Department of Radiology, the First Affiliated Hospital with Nanjing Medical University, Nanjing, China.
Shanghai Key Laboratory of Magnetic Resonance, East China Normal University, Shanghai, China.
Clin Transl Gastroenterol. 2019 Oct;10(10):e00079. doi: 10.14309/ctg.0000000000000079.
Adverse histopathological status (AHS) decreases outcomes of gastric cancer (GC). With the lack of a single factor with great reliability to preoperatively predict AHS, we developed a computational approach by integrating large-scale imaging factors, especially radiomic features at contrast-enhanced computed tomography, to predict AHS and clinical outcomes of patients with GC.
Five hundred fifty-four patients with GC (370 training and 184 test) undergoing gastrectomy were retrospectively included. Six radiomic scores (R-scores) related to pT stage, pN stage, Lauren & Borrmann (L&B) classification, World Health Organization grade, lymphatic vascular infiltration, and an overall histopathologic score (H-score) were, respectively, built from 7,000+ radiomic features. R-scores and radiographic factors were then integrated into prediction models to assess AHS. The developed AHS-based Cox model was compared with the American Joint Committee on Cancer (AJCC) eighth stage model for predicting survival outcomes.
Radiomics related to tumor gray-level intensity, size, and inhomogeneity were top-ranked features for AHS. R-scores constructed from those features reflected significant difference between AHS-absent and AHS-present groups (P < 0.001).
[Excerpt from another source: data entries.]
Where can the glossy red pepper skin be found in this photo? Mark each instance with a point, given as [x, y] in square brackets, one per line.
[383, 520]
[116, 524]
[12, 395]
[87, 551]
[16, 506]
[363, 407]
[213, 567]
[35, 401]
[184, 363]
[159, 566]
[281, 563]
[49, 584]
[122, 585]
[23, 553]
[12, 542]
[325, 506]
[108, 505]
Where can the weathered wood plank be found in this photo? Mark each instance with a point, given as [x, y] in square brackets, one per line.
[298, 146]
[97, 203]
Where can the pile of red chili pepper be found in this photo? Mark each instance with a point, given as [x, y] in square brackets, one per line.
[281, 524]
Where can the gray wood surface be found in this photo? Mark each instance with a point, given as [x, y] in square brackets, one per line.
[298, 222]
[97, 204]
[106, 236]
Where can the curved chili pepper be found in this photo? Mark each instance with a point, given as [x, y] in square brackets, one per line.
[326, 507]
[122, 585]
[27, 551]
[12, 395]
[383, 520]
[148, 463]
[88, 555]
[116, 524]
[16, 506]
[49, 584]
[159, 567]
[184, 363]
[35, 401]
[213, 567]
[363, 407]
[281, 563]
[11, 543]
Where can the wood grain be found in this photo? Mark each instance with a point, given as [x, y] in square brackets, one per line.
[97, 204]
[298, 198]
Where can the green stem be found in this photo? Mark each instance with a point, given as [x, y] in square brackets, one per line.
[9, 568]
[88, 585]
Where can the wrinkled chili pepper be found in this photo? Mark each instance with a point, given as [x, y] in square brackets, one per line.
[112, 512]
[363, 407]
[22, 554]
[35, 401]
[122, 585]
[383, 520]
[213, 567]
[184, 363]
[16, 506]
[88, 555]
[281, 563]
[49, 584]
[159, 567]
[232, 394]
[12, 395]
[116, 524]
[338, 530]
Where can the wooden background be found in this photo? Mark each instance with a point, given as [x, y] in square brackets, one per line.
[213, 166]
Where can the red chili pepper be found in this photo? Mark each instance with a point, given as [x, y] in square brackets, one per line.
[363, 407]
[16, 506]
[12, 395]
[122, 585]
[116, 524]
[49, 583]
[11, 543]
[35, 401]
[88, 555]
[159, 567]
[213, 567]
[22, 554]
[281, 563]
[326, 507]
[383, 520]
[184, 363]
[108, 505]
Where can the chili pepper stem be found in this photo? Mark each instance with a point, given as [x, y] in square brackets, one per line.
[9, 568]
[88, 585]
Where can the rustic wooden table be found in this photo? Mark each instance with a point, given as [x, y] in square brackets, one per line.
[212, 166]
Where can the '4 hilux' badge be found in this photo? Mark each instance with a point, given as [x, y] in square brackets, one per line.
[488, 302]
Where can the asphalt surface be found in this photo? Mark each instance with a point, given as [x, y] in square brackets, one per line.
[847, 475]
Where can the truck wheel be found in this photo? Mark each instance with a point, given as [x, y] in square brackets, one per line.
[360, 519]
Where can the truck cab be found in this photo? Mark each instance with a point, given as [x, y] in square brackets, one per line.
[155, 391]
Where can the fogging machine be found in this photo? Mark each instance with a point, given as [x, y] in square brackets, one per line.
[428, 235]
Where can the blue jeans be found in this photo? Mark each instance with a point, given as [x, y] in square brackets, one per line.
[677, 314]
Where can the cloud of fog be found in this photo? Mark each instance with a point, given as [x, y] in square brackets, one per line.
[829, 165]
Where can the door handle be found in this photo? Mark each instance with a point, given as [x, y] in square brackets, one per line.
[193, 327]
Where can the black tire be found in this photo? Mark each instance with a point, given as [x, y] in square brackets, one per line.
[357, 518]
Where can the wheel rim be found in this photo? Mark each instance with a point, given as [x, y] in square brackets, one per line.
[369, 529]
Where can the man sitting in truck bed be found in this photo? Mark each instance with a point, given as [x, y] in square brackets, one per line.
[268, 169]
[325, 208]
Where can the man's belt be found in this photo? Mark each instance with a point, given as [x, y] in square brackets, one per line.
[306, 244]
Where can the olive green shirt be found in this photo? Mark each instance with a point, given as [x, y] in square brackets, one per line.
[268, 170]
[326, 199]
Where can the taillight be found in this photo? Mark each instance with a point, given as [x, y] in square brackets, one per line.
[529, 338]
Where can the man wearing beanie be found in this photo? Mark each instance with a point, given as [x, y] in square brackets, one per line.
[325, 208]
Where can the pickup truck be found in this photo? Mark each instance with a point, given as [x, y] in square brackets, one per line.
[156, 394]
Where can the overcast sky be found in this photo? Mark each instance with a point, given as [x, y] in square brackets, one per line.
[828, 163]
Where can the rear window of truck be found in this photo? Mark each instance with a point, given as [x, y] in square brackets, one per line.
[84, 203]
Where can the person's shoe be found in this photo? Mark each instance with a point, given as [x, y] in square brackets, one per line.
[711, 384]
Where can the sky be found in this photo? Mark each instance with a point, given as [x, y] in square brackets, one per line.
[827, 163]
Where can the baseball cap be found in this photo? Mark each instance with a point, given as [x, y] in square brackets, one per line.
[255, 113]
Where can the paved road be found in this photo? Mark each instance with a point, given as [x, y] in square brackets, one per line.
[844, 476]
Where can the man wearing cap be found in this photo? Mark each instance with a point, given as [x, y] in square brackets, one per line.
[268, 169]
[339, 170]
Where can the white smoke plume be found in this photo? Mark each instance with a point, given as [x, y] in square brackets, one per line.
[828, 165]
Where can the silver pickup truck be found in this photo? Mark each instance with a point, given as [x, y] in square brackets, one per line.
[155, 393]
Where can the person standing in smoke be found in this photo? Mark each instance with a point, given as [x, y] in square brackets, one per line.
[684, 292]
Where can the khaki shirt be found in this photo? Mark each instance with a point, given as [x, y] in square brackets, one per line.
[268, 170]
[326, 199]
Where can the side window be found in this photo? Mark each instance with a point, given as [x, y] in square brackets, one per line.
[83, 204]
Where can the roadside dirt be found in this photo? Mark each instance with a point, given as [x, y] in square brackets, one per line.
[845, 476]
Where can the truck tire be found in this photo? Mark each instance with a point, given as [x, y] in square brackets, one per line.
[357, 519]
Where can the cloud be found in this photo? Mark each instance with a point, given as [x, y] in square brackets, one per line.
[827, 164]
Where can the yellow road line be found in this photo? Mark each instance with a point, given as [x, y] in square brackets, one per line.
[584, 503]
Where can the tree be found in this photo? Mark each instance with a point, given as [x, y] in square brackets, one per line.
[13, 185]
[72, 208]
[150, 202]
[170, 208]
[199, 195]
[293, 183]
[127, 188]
Regression analysis identified 5 independent predictors for pT and pN stages, 2 predictors for Lauren & Borrmann classification, World Health Organization grade, and lymphatic vascular infiltration, and 3 predictors for H-score, respectively. Area under the curve of models using those predictors was training/test 0.93/0.94, 0.85/0.83, 0.63/0.59, 0.66/0.63, 0.71/0.69, and 0.84/0.77, respectively. The AHS-based Cox model produced higher area under the curve than the eighth AJCC staging model for predicting survival outcomes. Furthermore, adding AHS-based scores to the eighth AJCC staging model enabled better net benefits for disease outcome stratification.
The developed computational approach demonstrates good performance for successfully decoding AHS of GC and preoperatively predicting disease clinical outcomes.
不良组织病理学状态(AHS)会降低胃癌(GC)的治疗效果。由于缺乏能够可靠预测 AHS 的单一因素,我们开发了一种计算方法,通过整合大规模成像因素,特别是对比增强计算机断层扫描的放射组学特征,来预测 GC 患者的 AHS 和临床结果。
回顾性纳入 554 例接受胃切除术的 GC 患者(370 例训练和 184 例测试)。分别从 7000 多个放射组学特征中构建了 6 个与 pT 分期、pN 分期、Lauren&Borrmann(L&B)分类、世界卫生组织分级、淋巴管浸润和整体组织病理学评分(H 评分)相关的放射组学评分(R 评分)。然后将 R 评分和影像学因素整合到预测模型中,以评估 AHS。所开发的基于 AHS 的 Cox 模型与美国癌症联合委员会(AJCC)第八版分期模型在预测生存结果方面进行了比较。
与肿瘤灰度强度、大小和不均匀性相关的放射组学特征在 AHS 中排名最高。由这些特征构建的 R 评分反映了 AHS 缺失和 AHS 存在组之间的显著差异(P<0.001)。回归分析分别确定了 pT 和 pN 分期的 5 个独立预测因素、L&B 分类、世界卫生组织分级和淋巴管浸润的 2 个预测因素以及 H 评分的 3 个预测因素。使用这些预测因素的模型的曲线下面积分别为训练/测试 0.93/0.94、0.85/0.83、0.63/0.59、0.66/0.63、0.71/0.69 和 0.84/0.77。基于 AHS 的 Cox 模型在预测生存结果方面产生的曲线下面积高于第八版 AJCC 分期模型。此外,将基于 AHS 的评分添加到第八版 AJCC 分期模型中,能够更好地为疾病结局分层提供净收益。
所开发的计算方法在成功解码 GC 的 AHS 和术前预测疾病临床结果方面表现出良好的性能。